This blog pieces is part of my ongoing course on H817 at the Open University:
Activity 6 asks us to consider innovation in our context. My chosen context is my work at the Open University as an Associate Lecturer on the B629 course. Defining what the course content is and how it is delivered is carried out by the many layers above me:
- Do you sense that your innovations (as supporters of learning) have been valued, encouraged, supported. What evidence do you have to support your view?
In my context there is a certain level of innovation allowed, but we are constrained by the remit of the course, quality standards and finite resources to support change/innovation:
Personal innovation: On a personal level, I have added to the course content for my student groups. Three examples are:
- The creation of FAQs for various elements of the course, which are posted at appropriate moments.
- The conversion of the written, hard copy, bibliography in each course book chapter into an electronic version with permalink to resources. This allows my students direct OU library access to these electronic resources.
- Redesign of some of the Day School and Virtual Tutorial exercises.
The feedback I have had from my line manager and peers who have reviewed my innovations have been positive.
Course innovation: The course team do request every six month feedback on the course and ideas to make it better. Whilst they are significantly constrained in resources, some of the easier to implement ideas to get put into place. These are typically changes to electronic documents such as activity templates rather than more significant ones such as changes to processes or systems that are university wide such as the technology platform. The course team are constrained by the faculty and overall university and so significant revisions to content are not permitted.
- How widespread is innovation in your organisation
Overall I would say that the Open University is very innovative through its research, collaboration with different entities i.e. BBC, content creation such as OpenLearn, platform creation such as FutureLearn and its work on broader national and international programmes. The Open University annual report, puts a particular focus on the role of innovation, both internally and with external partners.

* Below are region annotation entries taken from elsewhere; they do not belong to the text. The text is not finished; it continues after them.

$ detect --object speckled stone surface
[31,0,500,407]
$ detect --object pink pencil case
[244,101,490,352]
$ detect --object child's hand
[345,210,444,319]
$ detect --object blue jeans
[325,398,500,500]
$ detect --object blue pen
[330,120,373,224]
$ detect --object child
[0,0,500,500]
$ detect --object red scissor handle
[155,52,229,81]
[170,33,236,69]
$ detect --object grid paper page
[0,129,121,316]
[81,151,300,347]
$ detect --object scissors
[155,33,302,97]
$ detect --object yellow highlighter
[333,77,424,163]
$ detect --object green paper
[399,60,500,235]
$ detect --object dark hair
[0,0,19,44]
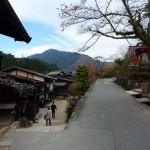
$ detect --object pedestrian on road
[51,102,57,119]
[45,108,52,126]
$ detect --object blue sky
[0,0,136,58]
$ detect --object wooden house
[0,66,56,124]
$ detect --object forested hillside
[29,49,96,70]
[0,52,59,74]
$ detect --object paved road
[3,79,150,150]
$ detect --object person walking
[44,108,52,126]
[51,102,57,119]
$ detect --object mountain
[28,49,96,71]
[0,51,59,74]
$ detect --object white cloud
[9,0,68,25]
[9,0,138,58]
[49,34,71,46]
[11,44,57,58]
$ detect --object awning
[0,0,31,43]
[54,82,68,87]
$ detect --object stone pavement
[0,100,67,150]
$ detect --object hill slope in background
[28,49,96,71]
[0,51,59,74]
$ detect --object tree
[59,0,150,51]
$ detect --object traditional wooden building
[0,66,56,124]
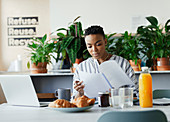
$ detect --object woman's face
[85,34,107,59]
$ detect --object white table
[0,104,170,122]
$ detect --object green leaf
[146,16,158,26]
[61,36,74,50]
[107,33,116,39]
[56,28,67,31]
[41,34,47,44]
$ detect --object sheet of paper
[153,98,170,104]
[79,71,111,98]
[99,61,134,88]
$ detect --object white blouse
[73,55,138,96]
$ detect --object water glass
[111,89,124,109]
[119,88,133,107]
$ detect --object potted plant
[122,31,142,71]
[137,16,170,70]
[52,16,89,71]
[27,34,56,73]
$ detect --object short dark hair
[84,25,105,39]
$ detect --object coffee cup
[55,88,71,101]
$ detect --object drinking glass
[111,89,124,109]
[119,88,133,107]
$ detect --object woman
[73,26,138,98]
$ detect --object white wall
[50,0,170,33]
[0,0,50,70]
[0,0,2,70]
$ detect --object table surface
[0,104,170,122]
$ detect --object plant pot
[31,62,47,74]
[129,59,141,71]
[157,57,170,71]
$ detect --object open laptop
[0,75,48,107]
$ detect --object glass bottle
[139,67,153,108]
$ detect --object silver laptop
[0,75,48,107]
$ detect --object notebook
[0,75,48,107]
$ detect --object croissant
[73,95,95,107]
[48,99,77,108]
[48,95,95,108]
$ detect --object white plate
[47,105,94,112]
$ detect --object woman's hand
[74,81,85,98]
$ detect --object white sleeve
[71,68,80,99]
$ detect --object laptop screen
[0,75,40,106]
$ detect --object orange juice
[139,67,153,108]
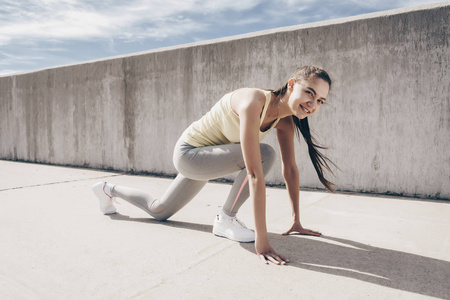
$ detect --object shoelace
[232,217,247,228]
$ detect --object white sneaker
[92,181,116,215]
[213,212,255,243]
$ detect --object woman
[93,66,332,264]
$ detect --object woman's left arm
[276,116,322,236]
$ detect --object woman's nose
[308,101,317,111]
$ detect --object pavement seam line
[0,174,124,192]
[130,243,236,299]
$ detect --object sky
[0,0,446,76]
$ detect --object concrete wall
[0,2,450,199]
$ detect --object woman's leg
[96,141,275,220]
[111,174,207,221]
[174,144,276,217]
[223,144,276,217]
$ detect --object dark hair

- Are there policies or statements that relate to innovation? If yes, how are they implemented?
I have been unable to find a specific policy or statement around innovation.
There is formal leadership around innovation with Professor Belinda Tynan holding the role of Pro-Vice-Vice_Chancellor (Learning Innovation). Innovation also features heavily in the strategic plan (up to 2017). The OU values are stated as:
We play a unique role in society, making Higher Education open to all
We promote social justice through the development of knowledge and skills
We lead the learning revolution, placing innovation at the heart of our teaching and research
We continuously seek new and better ways to inspire and enable learning
We create world class research and teaching
We respond to the needs of individuals and employers and the communities in which they live and work
We are dedicated to supporting our students’ learning success
Within the strategic plan, in that same document, there are seven priorities, which whilst they do not state innovation is a policy, allude to the role of innovation in the deliver of its mission:
I also decided to take a look on the Yammer platform, the internal social short messaging system and it seems that within the university there is a focus on this area with a strategic development project on it:
- What implications, if any, does this have for your attitude towards innovation?

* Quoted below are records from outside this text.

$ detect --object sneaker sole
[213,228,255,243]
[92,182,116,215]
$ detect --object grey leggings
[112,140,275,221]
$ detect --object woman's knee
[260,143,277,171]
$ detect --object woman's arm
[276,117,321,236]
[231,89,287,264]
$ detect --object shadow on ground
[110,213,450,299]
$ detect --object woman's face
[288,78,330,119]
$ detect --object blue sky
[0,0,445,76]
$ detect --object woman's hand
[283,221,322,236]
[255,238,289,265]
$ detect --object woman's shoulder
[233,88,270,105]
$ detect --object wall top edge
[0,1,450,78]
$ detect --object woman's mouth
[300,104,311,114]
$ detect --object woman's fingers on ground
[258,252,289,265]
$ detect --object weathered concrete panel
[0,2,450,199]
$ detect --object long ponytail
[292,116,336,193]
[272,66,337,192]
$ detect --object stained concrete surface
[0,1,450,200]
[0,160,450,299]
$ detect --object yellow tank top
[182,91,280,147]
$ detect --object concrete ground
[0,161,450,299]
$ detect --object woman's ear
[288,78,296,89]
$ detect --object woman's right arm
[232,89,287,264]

Personally this is positive. Whilst I do not see innovation trickle down to all of my work, I do have a sense that the OU is innovating on behalf of its students. Big innovation changes take time, but there are small changes happening regularly.

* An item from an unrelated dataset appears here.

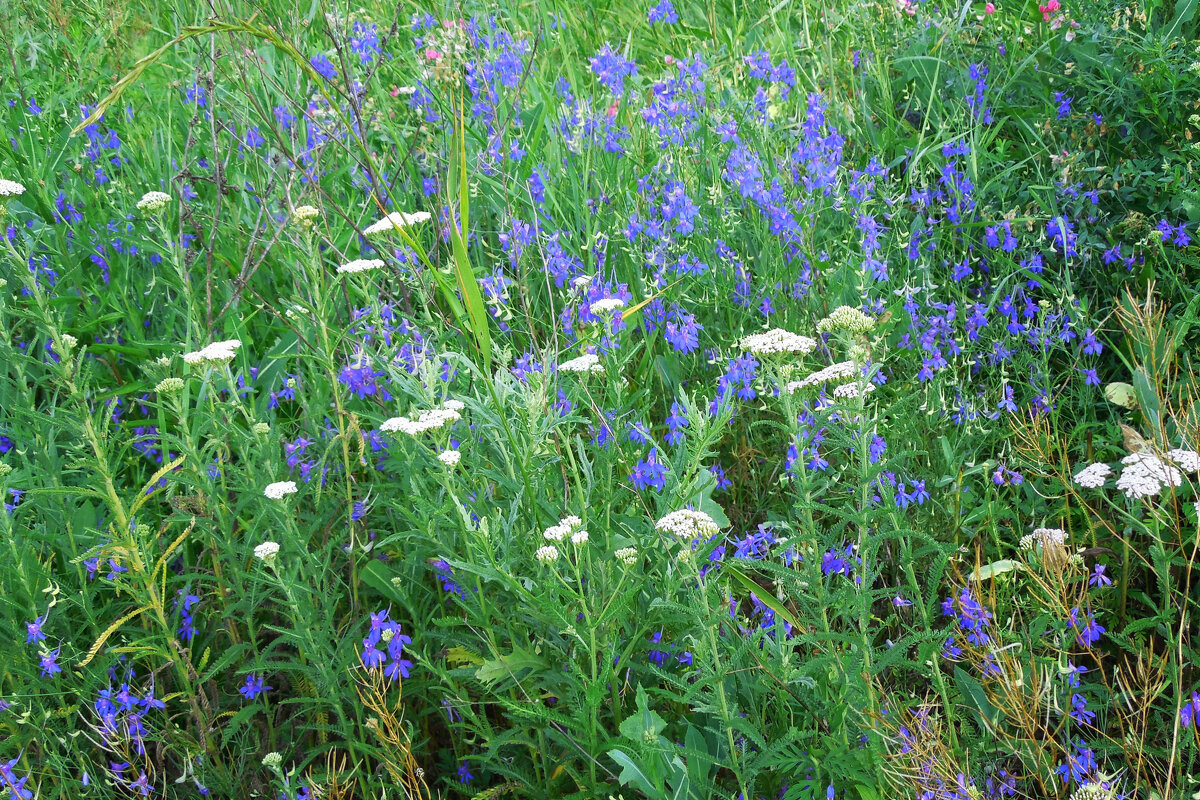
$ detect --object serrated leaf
[1104,381,1138,408]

- Select a couple of the issues you consider most relevant to H817 and post a short comment to your tutor group forum. Discuss in your group and reflect on what this tells you about how innovation is encouraged and managed, or otherwise.
Applying innovation into mainstream courses: The OU has a strong background on developing innovation in pedagogy. A great example is the Innovating Pedagogy report. The speed of adaptation though is slow, possibly too slow for our students. Learning is becoming much more multimedia resources driven and students are engaging with social media, but the current OU platform does not support these.
Ideas into innovation: I have not seen in 5 years any formal process for creating innovation from the Associate Lecturer (AL) network. Whilst conference and meetings happen, no time has been dedicated to this area. Recently a system was set up internally, but this tends to be used by internal staff and it has not been communicated to ALs.